Von ‚maladie‘ und ‚bruit‘
Geräusche im medizinischen Kontext in Louis-Ferdinand Célines Voyage au bout de la nuit und Guerre
DOI:
https://doi.org/10.57974/Re:visit_2022_1.12Keywords:
ringing in the ears, noise of war, soundscapes of illness, noise and communication, noise and Céline's poetics, pathological noiseAbstract
The writer and physician Louis-Ferdinand Celine published his most famous novel Voyage au bout de la nuit in 1932; this book had a major influence on French literature. The plot of the novel takes the protagonist Ferdinand Bardamu from the scenes of the First World War to Africa, to the USA and from there back to France, where he works as a doctor for the poor in the Parisian banlieues and in a psychiatric clinic. The concept of illness in its literal and metaphorical dimensions is therefore central to the interpretation of the novel. Moreover, the theme of the novel, in which medical activity is a focal point, is that sounds resulting from physical suffering or certain pathologies are encountered in many places. In general, Celine’s style is characterized by a certain immediacy that is very strongly orientated towards the spoken word. This goes hand in hand with a pronounced affinity to noise and sound as aesthetic constants that constitute meaning in the text. In its first part, this article analyses two emblematic passages from Voyage au bout de la nuit with regard to their soundscape. The connecting element in each case is the sound of dripping blood, “glou-glou”, which is combined with the noise of war in an initial war scene and with the all-drowning chatter of a sick person’s mother in a scene at the bedside after a miscarriage. In the process, it is shown how the metaphor of noise as the sonorous side of matter fits into Celine’s grotesque aesthetics. Moreover, the sounds of physical or mental suffering in Voyage au bout de la nuit are sometimes closely linked to the description of communicative phenomena, creating a soundscape around the sick that goes far beyond the communication between doctor and patient and becomes a sort of noise in which all communication comes to a standstill and the patient is ultimately drowned out. On the poetological level, Celine’s particularly direct handling of the sound material is brought into connection with the general expressive possibilities of language and literature.
In a second part, analogue observations from Celine’s novelistic narrative Guerre complement the picture from Voyage au bout de la nuit.
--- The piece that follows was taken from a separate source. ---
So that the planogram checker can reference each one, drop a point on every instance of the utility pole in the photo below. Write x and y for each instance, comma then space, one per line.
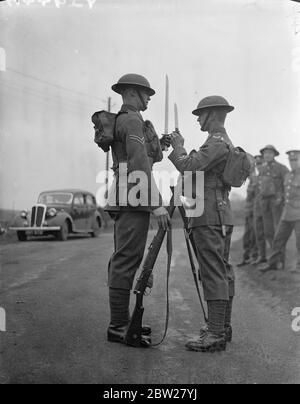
107, 154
Guerre has only recently been published and has emerged from the edition of a sensational manuscript discovery some 60 years after the writer’s death. With many autobiographical elements, this text initially focuses on the events surrounding the protagonist’s war injury and his stay in hospital. Since the protagonist, like Celine himself, suffered from agonising ringing in the ears, the fixation on the ‘bruit’ at the beginning of Guerre is extremely pronounced, manifesting itself on the one hand outwardly as deafening war noise and on the other hand inwardly as a pathological chronicled ringing in the ears. Especially in view of Celine’s poetics, Guerre contains a meaningful key passage which connects Celine’s artistic production directly with the inner sounds presenting his literature conditioned by pathological noise.